The Sakya Jetsunmas–The Hidden World of Tibetan Female Lamas

The recording of the livestream is available here.

Event Description:

Do you know any Tibetan female lamas?  Do you know that, one of the most eminent female lamas, lives in Richmond, B.C.?  Jetsun Kushok Chime Luding Rinpoche. Would you like to learn about her life and her lineage in the Tibetan Buddhist Sakya Khon family which, has existed for over a millennium?

Please join us for a lecture about extraordinary Tibetan female lamas, daughters of the prestigious spiritual Khon family of Sakya, Tibet. Professor Elisabeth Benard will discuss her trailblazing book, The Sakya Jetsunmas: The Hidden World of Tibetan Female Lamas, the first full treatment in any language of the important role of remarkable women in the history and development of the Sakya school of Tibetan Buddhism. This work helps fill a significant gap in the underreported and sometimes repressed history of women in Buddhism. This hidden history is of particular importance in the development of Buddhism in the West, where both women and men have been asking for material on the role of women in Buddhist history.

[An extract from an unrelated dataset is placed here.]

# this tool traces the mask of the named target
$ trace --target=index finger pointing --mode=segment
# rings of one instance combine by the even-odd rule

Decades in the making, this volume took Professor Benard to Tibet, India and Nepal to collect oral histories and archival documents that were in danger of being lost. The narratives in her book present the voices and stories of and about women that would have been lost were they not preserved in The Sakya Jetsunmas. Please come to hear about the lives of these great Tibetan female lamas and their influence in Tibetan Buddhism.


Lecturer profile:

Elisabeth Benard became interested in Buddhism at the age of twelve, when her father, returning from a trip to China and Japan, put Buddhist statues on the family’s library shelves. Since these statues conveyed both serenity and strength, her curiosity was piqued.  This initial fascination led to a lifelong interest in Asia, especially in Asian religions. After completing her doctoral research in Sarnath and Varanasi, India, she graduated with a Ph. D. from Columbia University. She has lectured widely in the United States, including at the Smithsonian Institute and Asia Society, as well as in Canada, Europe, India, and Japan.

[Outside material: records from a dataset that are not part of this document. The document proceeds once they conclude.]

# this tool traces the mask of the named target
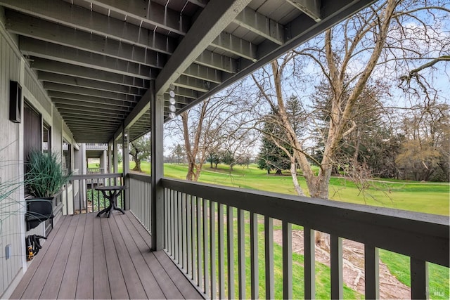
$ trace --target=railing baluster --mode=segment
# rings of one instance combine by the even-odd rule
[[[208,253],[208,202],[203,199],[203,292],[210,293],[209,266],[210,255]]]
[[[245,232],[244,211],[238,209],[238,277],[239,299],[245,299]]]
[[[171,222],[170,222],[170,235],[171,235],[171,238],[170,238],[170,247],[172,249],[172,251],[170,252],[170,256],[172,256],[172,259],[174,259],[175,257],[175,252],[176,251],[175,249],[175,209],[174,207],[174,206],[175,205],[175,191],[174,190],[172,190],[170,191],[170,219],[171,219]]]
[[[224,204],[217,208],[217,231],[219,232],[219,299],[225,298],[225,251],[224,243]]]
[[[342,239],[330,235],[331,299],[341,299],[342,294]]]
[[[176,263],[179,263],[179,245],[178,244],[179,240],[179,228],[178,228],[178,223],[179,221],[179,215],[178,215],[178,192],[174,191],[174,259]]]
[[[283,221],[283,298],[292,298],[292,226]]]
[[[250,212],[250,277],[251,297],[259,298],[259,270],[258,263],[258,215]]]
[[[234,229],[233,207],[226,206],[226,250],[228,256],[228,299],[234,296]]]
[[[191,235],[192,235],[192,280],[196,282],[198,279],[197,275],[197,198],[195,196],[191,196]]]
[[[304,249],[304,299],[316,297],[316,242],[315,230],[303,228],[303,247]]]
[[[191,279],[193,279],[192,273],[192,200],[191,195],[186,195],[186,211],[187,211],[187,273],[190,275]]]
[[[266,299],[275,298],[274,287],[274,219],[264,216],[264,250],[266,259]]]
[[[168,199],[167,199],[167,188],[164,188],[164,247],[167,252],[169,250],[169,209],[168,209]]]
[[[202,204],[197,197],[197,285],[202,289]]]
[[[378,249],[364,244],[364,294],[366,299],[380,299]]]
[[[211,294],[210,298],[216,299],[216,202],[210,202],[210,254],[211,269]]]
[[[184,270],[184,272],[187,272],[188,270],[188,251],[187,251],[187,237],[188,237],[188,221],[186,218],[186,211],[187,211],[187,202],[186,200],[186,194],[183,193],[181,194],[181,219],[183,219],[183,222],[181,223],[182,226],[182,242],[181,242],[181,261],[183,261],[183,264],[181,265],[181,268]]]
[[[183,266],[183,216],[181,214],[181,192],[176,193],[176,221],[178,225],[178,247],[176,256],[178,257],[177,261],[180,266]]]
[[[411,298],[427,299],[428,292],[428,263],[411,258]]]
[[[172,190],[170,189],[167,189],[167,240],[166,241],[166,243],[167,244],[167,253],[169,254],[169,255],[172,255],[172,213],[171,213],[171,209],[172,209],[172,204],[171,204],[171,202],[172,202]]]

Benard is a professor emerita of religion and was the Director of the Pacific Rim/Asia Study Travel Program at the University of Puget Sound in Tacoma, Washington. As the Director, she taught and traveled with 25 students to six or seven Asian countries for the nine-month scholastic year. Being able to share her love of Asia and to transform the students in global citizens, she considered this as the “best job ever.” Fortunately, she was able to take seven groups of students during her career. The University of Puget Sound awarded her the Faculty Global Engagement Award. Benard has received many grants, including a Luce Foundation Grant, three NEH Summer Institute Grants and the Khyentse Foundation Ashoka Grant. She is the author of Chinnamasta: The Aweful Buddhist and Hindu Tantric Goddess (Motilal Baransidass, 1994, 2010), co-editor of Goddesses Who Rule (Oxford University Press, 2000), The Sakya Jetsunmas: The Hidden World of Tibetan Female Lamas (Snow Lion Publications, 2022) and numerous scholarly articles.